Note that we had to set container's hostname to something other than router's identity because RouterOS doesn't allow hostname conflicts.
We have also set container's DNS resolver to router's DNS server. Feel free to tweak this if needed.

Our container is now ready and container image pull from DockerHub should have been triggered. We can check the RouterOS logs to see if the pull was successful and we should see that RouterOS created our image cache directory in /usb1/pull.

Start the container

We can verify that the container is created by running

/container print

And finally we can start it using the appropriate number from the print command:

/container start number=0

At this point we should see the container in our NetBird dashboard and we should be able to create routes through it in NetBird. So, hop on to NetBird dashboard and create a route through the container to the router's bridge IP address. Address will be 172.17.0.1/32 and routing peer will be our container. Don't forget to disable NAT on this route.

Troubleshooting

  1. Increase NetBird's verbosity by setting NB_LOG_LEVEL env var to trace.\
  2. Check the logs to see what's going on:
    /log/print without-paging  where topics~"container"
    
  3. In firewall rules, enable logging for any dropp/reject rules to see if packets are being dropped.\

Get a shell in the container

Assuming that our container keeps stopping because NetBird is crashing, we can override the container entrypoint to get a shell in the container and investigate. Setting the entrypoint to 600 gets us 10 minutes to investigate before the container stops.

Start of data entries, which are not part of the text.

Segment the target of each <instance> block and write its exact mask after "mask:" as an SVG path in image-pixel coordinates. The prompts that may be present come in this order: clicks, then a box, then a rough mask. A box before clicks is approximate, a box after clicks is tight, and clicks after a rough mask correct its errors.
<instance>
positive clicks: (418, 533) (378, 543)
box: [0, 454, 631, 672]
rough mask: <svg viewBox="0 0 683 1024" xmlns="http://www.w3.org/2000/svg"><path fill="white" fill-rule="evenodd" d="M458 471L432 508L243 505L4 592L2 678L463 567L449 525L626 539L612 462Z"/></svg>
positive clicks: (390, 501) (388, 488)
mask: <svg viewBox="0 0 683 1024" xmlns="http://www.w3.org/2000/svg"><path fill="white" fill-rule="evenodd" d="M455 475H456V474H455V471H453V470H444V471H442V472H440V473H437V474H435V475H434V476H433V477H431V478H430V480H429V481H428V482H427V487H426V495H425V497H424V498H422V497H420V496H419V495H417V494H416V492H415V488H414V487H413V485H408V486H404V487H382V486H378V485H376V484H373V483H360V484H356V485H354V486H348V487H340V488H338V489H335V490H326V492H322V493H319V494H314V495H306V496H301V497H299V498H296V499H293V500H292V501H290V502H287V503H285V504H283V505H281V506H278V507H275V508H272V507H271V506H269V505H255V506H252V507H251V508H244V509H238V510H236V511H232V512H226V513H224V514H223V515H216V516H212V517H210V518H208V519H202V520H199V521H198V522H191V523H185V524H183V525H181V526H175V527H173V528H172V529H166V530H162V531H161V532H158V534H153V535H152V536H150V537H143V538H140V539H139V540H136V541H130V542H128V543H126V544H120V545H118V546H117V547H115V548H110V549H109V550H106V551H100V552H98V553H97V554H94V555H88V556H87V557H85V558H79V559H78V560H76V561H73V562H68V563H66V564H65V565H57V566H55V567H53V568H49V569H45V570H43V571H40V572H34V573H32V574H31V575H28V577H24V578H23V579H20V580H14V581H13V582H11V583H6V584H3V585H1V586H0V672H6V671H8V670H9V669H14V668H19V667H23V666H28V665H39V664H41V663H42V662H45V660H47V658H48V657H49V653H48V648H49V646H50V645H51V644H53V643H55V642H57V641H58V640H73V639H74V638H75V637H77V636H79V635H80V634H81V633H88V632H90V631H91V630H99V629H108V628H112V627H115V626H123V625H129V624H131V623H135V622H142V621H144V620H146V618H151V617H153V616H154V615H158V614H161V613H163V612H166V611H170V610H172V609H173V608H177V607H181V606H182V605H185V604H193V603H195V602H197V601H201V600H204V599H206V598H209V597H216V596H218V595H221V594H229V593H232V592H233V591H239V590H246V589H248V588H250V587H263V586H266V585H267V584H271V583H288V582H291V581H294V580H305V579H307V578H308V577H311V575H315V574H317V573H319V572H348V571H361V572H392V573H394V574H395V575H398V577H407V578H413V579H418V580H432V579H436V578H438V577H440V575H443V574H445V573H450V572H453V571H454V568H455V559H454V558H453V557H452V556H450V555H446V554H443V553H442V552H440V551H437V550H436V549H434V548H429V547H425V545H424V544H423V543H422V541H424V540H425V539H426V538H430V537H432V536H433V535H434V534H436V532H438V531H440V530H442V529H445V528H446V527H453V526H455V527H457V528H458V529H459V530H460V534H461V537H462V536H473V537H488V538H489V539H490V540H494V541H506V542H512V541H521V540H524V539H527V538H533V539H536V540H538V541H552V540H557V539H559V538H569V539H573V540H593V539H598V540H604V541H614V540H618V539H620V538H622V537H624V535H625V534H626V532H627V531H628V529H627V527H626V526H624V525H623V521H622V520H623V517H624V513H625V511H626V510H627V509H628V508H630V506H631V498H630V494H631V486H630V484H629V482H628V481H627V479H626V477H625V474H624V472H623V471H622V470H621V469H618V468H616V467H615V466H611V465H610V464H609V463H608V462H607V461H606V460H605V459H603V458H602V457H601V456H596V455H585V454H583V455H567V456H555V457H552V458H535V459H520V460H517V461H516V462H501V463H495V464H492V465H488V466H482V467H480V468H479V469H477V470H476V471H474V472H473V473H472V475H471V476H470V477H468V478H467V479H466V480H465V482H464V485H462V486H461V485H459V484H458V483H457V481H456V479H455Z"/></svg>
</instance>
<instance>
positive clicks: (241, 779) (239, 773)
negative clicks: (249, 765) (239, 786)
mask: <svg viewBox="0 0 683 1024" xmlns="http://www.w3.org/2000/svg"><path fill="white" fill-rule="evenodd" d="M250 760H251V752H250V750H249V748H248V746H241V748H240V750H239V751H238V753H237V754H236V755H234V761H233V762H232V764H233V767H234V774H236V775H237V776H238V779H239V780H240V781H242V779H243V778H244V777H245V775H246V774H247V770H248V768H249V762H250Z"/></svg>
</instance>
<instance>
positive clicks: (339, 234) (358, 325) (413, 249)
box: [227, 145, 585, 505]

/container/set entrypoint="sleep 600" numbers=0
/container/shell number=0

When done revert the entrypoint back to NetBird:

/container/set entrypoint="" numbers=0

NetBird starts and logs into management server but it doesn’t show up as online

Log shows something like this:

DEBG client/internal/login.go:93: connecting to the Management service https://api.netbird.io:443
DEBG client/internal/login.go:63: connected to the Management service https://api.netbird.io:443
DEBG client/internal/login.go:93: connecting to the Management service https://api.netbird.io:443
DEBG client/internal/login.go:63: connected to the Management service https://api.netbird.io:443
INFO client/internal/connect.go:119: starting NetBird client version 0.28.6 on linux/amd64
DEBG client/internal/connect.go:180: connecting to the Management service api.netbird.io:443
DEBG client/internal/connect.go:188: connected to the Management service api.netbird.io:443
DEBG signal/client/grpc.go:81: connected to Signal Service: signal.netbird.io:443
INFO iface/tun_usp_unix.go:33: using userspace bind mode
DEBG client/internal/routemanager/sysctl/sysctl_linux.go:86: Set sysctl net.ipv4.conf.all.src_valid_mark from 0 to 1
ERROR client/internal/routemanager/systemops/systemops_linux.go:100: Error setting up sysctl: 1 errors occurred:
t* read sysctl net.ipv4.conf.eth0.rp_filter: open /proc/sys/net/ipv4/conf/eth0/rp_filter: no such file or directory
INFO client/internal/routemanager/manager.go:135: Routing setup complete
INFO iface/tun_usp_unix.go:48: create tun interface
DEBG iface/tun_link_linux.go:113: adding address 100.80.100.176/16 to interface: wt0
DEBG iface/wg_configurer_usp.go:39: adding Wireguard private key
INFO client/firewall/create_linux.go:58: no firewall manager found, trying to use userspace packet filtering firewall
DEBG iface/tun_usp_unix.go:95: device is ready to use: wt0
INFO client/internal/dns/host_unix.go:68: System DNS manager discovered: file
DEBG signal/client/grpc.go:126: signal connection state READY
WARN signal/client/grpc.go:141: disconnected from the Signal Exchange due to an error: didn't receive a registration header from the Signal server while connecting to the streams
DEBG signal/client/grpc.go:126: signal connection state IDLE
ERROR util/grpc/dialer.go:38: Failed to dial: dial: dial tcp: lookup signal.netbird.io on 172.17.0.1:53: read udp 172.17.0.2:34638->172.17.0.1:53: i/o timeout

Solution: double-check environment variables:

NB_DISABLE_CUSTOM_ROUTING=true
NB_USE_LEGACY_ROUTING=true

[Environment]::SetEnvironmentVariable("NB_DISABLE_CUSTOM_ROUTING", "true", "Machine") [Environment]::SetEnvironmentVariable("NB_USE_LEGACY_ROUTING", "true", "Machine")